Our results underline the considerations that both an ankle brace and ankle tape can be used in the treatment of ALALS in primary care. According to Kerkhoffs et al. [41], a lace-up brace or a semi-rigid brace is preferable and recommended in the treatment of ALALS. However, in (professional) sports, the use of tape can also be considered [41]. Van den Bekerom et al. [42] also concluded that either tape, a semi-rigid ankle brace, or a lace-up brace can be used in functional treatment of ALALS.

Functional treatment (including tape, bandage or brace) of ALALS has been recommended instead of surgical repair and plaster cast or splint immobilisation since the early 1990s [14-17]. However, the discussion regarding the use of a short period of immobilisation, followed by functional treatment, exists again [18,41-43]. Additional research focusing on effectiveness of the treatment of ALALS needs to be conducted.

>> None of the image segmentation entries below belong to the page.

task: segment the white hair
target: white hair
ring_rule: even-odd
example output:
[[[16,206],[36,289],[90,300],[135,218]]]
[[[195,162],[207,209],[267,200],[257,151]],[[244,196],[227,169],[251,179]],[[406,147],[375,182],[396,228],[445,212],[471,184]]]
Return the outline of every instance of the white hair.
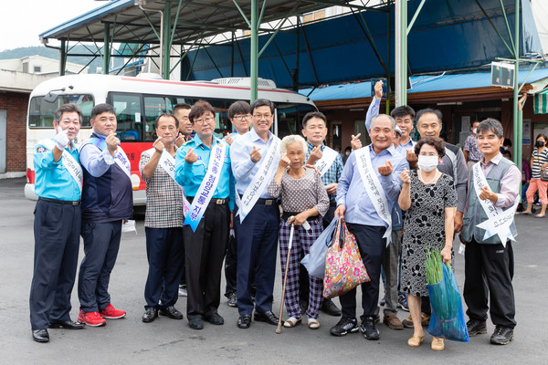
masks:
[[[281,140],[281,145],[279,146],[279,151],[282,154],[286,153],[288,151],[288,146],[290,144],[295,144],[295,143],[302,144],[302,151],[306,154],[306,151],[308,149],[308,147],[306,145],[306,141],[304,141],[304,138],[300,137],[298,134],[290,134],[289,136],[285,136]]]

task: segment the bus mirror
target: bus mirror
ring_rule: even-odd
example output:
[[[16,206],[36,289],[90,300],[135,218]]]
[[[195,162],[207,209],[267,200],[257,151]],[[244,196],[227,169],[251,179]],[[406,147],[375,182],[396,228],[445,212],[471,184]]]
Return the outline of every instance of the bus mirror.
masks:
[[[59,97],[58,94],[54,94],[51,91],[49,91],[47,94],[46,94],[46,96],[44,97],[44,101],[47,101],[48,103],[53,103],[56,102],[58,98]]]

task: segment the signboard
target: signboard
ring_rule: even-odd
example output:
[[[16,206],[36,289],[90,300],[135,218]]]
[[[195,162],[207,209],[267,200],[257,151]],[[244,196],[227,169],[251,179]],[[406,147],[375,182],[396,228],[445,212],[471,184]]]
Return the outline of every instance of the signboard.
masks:
[[[513,64],[491,62],[491,85],[513,89],[514,73]]]

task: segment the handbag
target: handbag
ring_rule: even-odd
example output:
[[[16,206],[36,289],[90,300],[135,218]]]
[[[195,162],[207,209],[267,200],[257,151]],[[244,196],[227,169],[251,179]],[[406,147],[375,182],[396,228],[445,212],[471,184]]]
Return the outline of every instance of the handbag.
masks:
[[[325,256],[327,255],[327,247],[332,244],[333,233],[337,228],[339,217],[334,217],[329,225],[321,232],[321,235],[314,241],[311,246],[309,254],[307,254],[300,264],[306,267],[309,275],[314,277],[322,279],[325,276]]]
[[[370,281],[356,238],[348,231],[346,224],[337,225],[332,245],[325,257],[323,297],[334,297]]]

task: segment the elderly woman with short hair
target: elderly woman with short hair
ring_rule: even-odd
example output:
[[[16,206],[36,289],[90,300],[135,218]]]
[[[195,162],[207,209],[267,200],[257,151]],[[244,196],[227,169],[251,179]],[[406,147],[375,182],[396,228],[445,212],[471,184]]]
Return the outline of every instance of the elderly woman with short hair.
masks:
[[[304,139],[290,135],[281,140],[281,159],[274,180],[269,185],[272,198],[281,197],[283,215],[279,224],[279,256],[281,272],[285,273],[291,224],[295,225],[288,269],[285,305],[290,317],[284,327],[300,324],[299,307],[299,263],[301,252],[308,254],[311,245],[322,231],[321,217],[329,209],[329,198],[321,178],[315,169],[303,167],[307,146]],[[310,229],[302,224],[308,221]],[[306,225],[306,224],[305,224]],[[310,328],[320,328],[318,314],[321,306],[323,281],[310,276],[310,300],[306,311]]]
[[[406,211],[402,246],[401,287],[407,293],[407,304],[415,331],[407,344],[418,347],[423,341],[421,297],[428,296],[425,249],[440,250],[445,263],[453,255],[454,219],[457,192],[453,179],[437,170],[445,154],[443,141],[437,137],[424,137],[415,145],[418,170],[400,174],[404,182],[398,199],[402,211]],[[432,349],[445,348],[443,339],[432,339]]]

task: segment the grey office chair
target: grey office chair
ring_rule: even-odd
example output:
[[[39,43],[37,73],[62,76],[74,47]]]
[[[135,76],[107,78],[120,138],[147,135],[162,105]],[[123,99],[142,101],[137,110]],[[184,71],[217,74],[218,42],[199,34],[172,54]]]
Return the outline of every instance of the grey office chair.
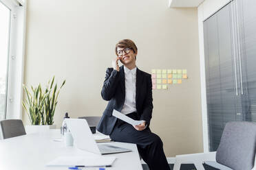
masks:
[[[20,119],[1,121],[0,125],[3,139],[26,134],[23,123]]]
[[[219,164],[211,161],[205,163],[218,169],[250,170],[255,165],[255,149],[256,124],[228,122],[216,152],[216,162]]]

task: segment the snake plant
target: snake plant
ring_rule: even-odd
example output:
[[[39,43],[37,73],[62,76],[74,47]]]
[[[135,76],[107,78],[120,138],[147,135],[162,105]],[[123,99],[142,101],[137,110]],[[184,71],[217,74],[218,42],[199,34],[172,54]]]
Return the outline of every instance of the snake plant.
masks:
[[[43,119],[43,108],[45,102],[45,94],[42,90],[41,84],[33,88],[31,86],[32,93],[30,93],[25,85],[23,85],[27,99],[22,101],[22,106],[26,110],[32,125],[41,125],[42,118]]]
[[[47,125],[52,125],[54,123],[53,118],[54,116],[56,106],[57,105],[57,99],[61,88],[65,84],[66,80],[64,80],[57,91],[57,84],[54,86],[55,77],[53,77],[52,82],[48,82],[48,84],[45,89],[45,123]]]
[[[57,90],[57,84],[54,85],[55,77],[51,82],[48,82],[45,90],[43,90],[41,84],[33,88],[30,93],[28,87],[23,85],[27,99],[22,101],[22,106],[26,110],[32,125],[52,125],[57,99],[61,88],[65,83],[63,81],[61,86]]]

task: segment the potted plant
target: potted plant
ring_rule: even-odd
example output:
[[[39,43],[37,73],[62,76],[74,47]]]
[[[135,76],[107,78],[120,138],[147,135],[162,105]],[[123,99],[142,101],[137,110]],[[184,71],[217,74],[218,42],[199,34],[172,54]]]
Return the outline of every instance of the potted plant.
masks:
[[[23,85],[27,99],[22,101],[22,106],[28,113],[31,125],[26,125],[27,134],[34,132],[44,132],[49,129],[56,127],[54,123],[55,108],[57,105],[57,99],[61,88],[65,83],[63,81],[61,86],[57,90],[57,84],[54,85],[55,77],[43,90],[41,84],[35,88],[31,86],[30,91],[25,85]]]

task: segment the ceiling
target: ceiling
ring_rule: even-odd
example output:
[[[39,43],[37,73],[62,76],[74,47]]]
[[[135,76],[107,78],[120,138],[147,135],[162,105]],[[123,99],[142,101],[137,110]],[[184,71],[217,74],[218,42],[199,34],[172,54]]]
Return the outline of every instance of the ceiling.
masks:
[[[204,0],[169,0],[170,8],[195,8]]]

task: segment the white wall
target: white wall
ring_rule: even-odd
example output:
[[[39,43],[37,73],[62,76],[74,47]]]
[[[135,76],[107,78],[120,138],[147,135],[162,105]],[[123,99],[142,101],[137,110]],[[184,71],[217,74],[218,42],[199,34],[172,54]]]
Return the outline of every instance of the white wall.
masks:
[[[167,0],[30,0],[25,84],[45,84],[54,75],[66,84],[54,116],[60,127],[72,118],[101,115],[106,68],[123,38],[138,47],[137,66],[186,69],[189,79],[168,90],[153,90],[151,129],[167,156],[202,151],[196,8],[170,9]],[[23,121],[28,124],[27,114]]]
[[[199,32],[199,47],[200,60],[200,75],[201,75],[201,99],[202,99],[202,117],[203,125],[203,141],[204,151],[209,151],[209,136],[207,123],[207,106],[206,95],[205,82],[205,67],[204,67],[204,27],[203,21],[217,10],[227,4],[230,0],[205,0],[198,8],[198,32]]]

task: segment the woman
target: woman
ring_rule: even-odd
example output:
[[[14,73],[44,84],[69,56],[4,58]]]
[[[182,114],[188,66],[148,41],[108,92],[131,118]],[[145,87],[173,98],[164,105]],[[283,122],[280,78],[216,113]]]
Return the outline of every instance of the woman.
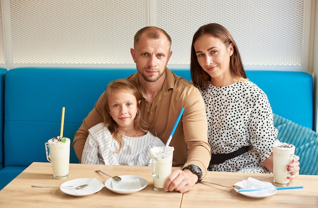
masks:
[[[209,170],[269,173],[277,130],[265,93],[248,81],[232,36],[216,23],[194,36],[192,82],[207,107],[208,137],[212,154]],[[286,168],[296,177],[298,161]]]

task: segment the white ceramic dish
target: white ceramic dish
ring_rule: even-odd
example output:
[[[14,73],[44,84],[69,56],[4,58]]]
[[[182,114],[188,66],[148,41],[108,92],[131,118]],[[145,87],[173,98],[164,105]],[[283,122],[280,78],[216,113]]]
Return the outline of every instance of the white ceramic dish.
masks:
[[[76,190],[70,188],[63,188],[63,186],[72,186],[76,187],[83,184],[88,184],[86,187],[82,189]],[[67,181],[60,185],[59,189],[66,194],[73,196],[83,196],[93,194],[103,188],[105,186],[103,182],[96,178],[81,178],[73,179]]]
[[[113,179],[107,180],[105,186],[110,190],[119,194],[131,194],[143,189],[148,182],[142,177],[137,176],[119,176],[121,181],[116,181]]]
[[[240,187],[243,188],[244,188],[244,182],[243,181],[240,181],[237,182],[235,184],[236,186],[239,186]],[[273,188],[276,188],[274,185],[273,186]],[[238,189],[234,189],[235,191],[238,190]],[[264,191],[247,191],[247,192],[238,192],[242,195],[244,195],[244,196],[248,196],[251,198],[263,198],[267,196],[271,196],[273,194],[275,194],[276,192],[277,191],[276,189],[269,189],[266,190]]]

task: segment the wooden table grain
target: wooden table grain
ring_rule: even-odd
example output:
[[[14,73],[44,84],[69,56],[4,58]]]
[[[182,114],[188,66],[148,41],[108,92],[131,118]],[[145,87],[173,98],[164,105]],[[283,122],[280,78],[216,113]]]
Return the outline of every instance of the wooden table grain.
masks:
[[[174,167],[174,169],[178,168]],[[36,186],[59,186],[69,180],[96,178],[103,183],[109,179],[96,172],[100,169],[112,175],[136,175],[144,178],[148,185],[144,189],[130,194],[114,193],[104,187],[99,192],[85,196],[63,193],[58,188],[37,188]],[[182,194],[153,190],[148,166],[114,166],[70,164],[70,176],[64,180],[53,179],[51,163],[34,162],[0,191],[2,207],[180,207]]]
[[[209,171],[203,181],[230,186],[248,177],[273,182],[272,174],[216,171]],[[272,196],[253,198],[241,195],[232,188],[202,182],[183,194],[181,207],[318,207],[318,176],[300,175],[289,185],[299,186],[304,188],[277,190]]]

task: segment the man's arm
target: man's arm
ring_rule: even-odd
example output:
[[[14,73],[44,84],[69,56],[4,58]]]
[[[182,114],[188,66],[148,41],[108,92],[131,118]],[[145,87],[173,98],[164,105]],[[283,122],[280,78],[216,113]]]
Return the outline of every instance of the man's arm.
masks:
[[[83,120],[83,123],[74,135],[73,147],[75,154],[81,162],[82,154],[84,150],[85,143],[88,135],[88,129],[95,125],[103,122],[102,108],[105,92],[102,94],[94,108],[89,112],[87,116]]]

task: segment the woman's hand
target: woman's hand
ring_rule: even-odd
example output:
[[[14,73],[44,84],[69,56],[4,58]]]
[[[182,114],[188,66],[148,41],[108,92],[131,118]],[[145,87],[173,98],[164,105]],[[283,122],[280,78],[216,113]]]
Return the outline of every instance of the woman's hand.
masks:
[[[287,177],[289,179],[296,179],[299,175],[299,157],[297,155],[294,155],[292,162],[287,165],[287,171],[291,174]]]
[[[265,163],[265,161],[267,162]],[[273,152],[271,152],[270,156],[265,160],[263,163],[269,171],[273,172]],[[294,179],[297,178],[300,169],[299,164],[299,157],[297,155],[294,155],[292,162],[288,164],[287,167],[286,167],[286,169],[290,174],[287,177],[288,179]]]

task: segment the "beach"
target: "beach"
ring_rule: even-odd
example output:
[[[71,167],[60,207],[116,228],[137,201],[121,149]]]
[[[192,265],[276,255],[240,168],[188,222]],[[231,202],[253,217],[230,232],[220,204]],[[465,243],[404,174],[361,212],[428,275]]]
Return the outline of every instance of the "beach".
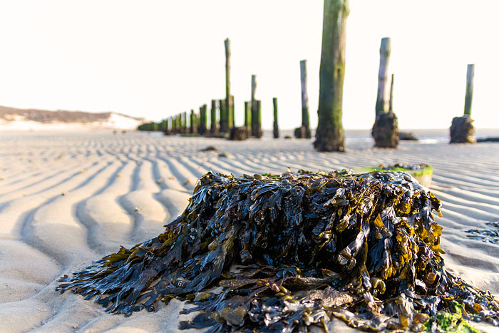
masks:
[[[439,133],[379,149],[366,133],[347,132],[346,153],[324,153],[311,140],[0,132],[0,332],[176,332],[179,321],[195,314],[179,314],[186,306],[180,301],[125,317],[55,290],[60,277],[161,232],[209,170],[240,175],[431,165],[431,190],[443,206],[437,221],[447,269],[499,294],[499,246],[465,232],[499,221],[499,143],[449,145]],[[202,151],[208,146],[216,150]],[[335,320],[339,329],[350,330]]]

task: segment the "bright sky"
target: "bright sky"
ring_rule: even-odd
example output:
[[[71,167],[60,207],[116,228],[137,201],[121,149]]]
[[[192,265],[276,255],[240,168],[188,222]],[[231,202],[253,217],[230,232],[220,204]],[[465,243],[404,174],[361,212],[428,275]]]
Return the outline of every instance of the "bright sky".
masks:
[[[225,97],[232,43],[236,123],[257,75],[264,128],[301,124],[299,61],[307,59],[317,123],[321,0],[16,0],[0,2],[0,105],[113,111],[159,121]],[[372,125],[381,39],[391,38],[394,111],[401,128],[448,128],[464,107],[499,128],[499,1],[351,0],[343,123]]]

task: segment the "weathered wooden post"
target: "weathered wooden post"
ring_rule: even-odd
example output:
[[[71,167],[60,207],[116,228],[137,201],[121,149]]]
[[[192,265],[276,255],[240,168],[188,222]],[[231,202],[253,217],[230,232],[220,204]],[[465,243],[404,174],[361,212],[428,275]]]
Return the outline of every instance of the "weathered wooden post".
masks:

In addition, while both the ankle brace and ankle tape can be used for ALALS treatment, an economic evaluation including treatment costs, medical costs and costs due to absence from paid work, unpaid work and school would provide more insight into the cost-related aspects of both treatments.


The results after one-year follow-up indicate that in participants with ALALS, treatment with a soft brace or ankle tape shows similar effects on the incidence of ALALS recurrence and on residual symptoms.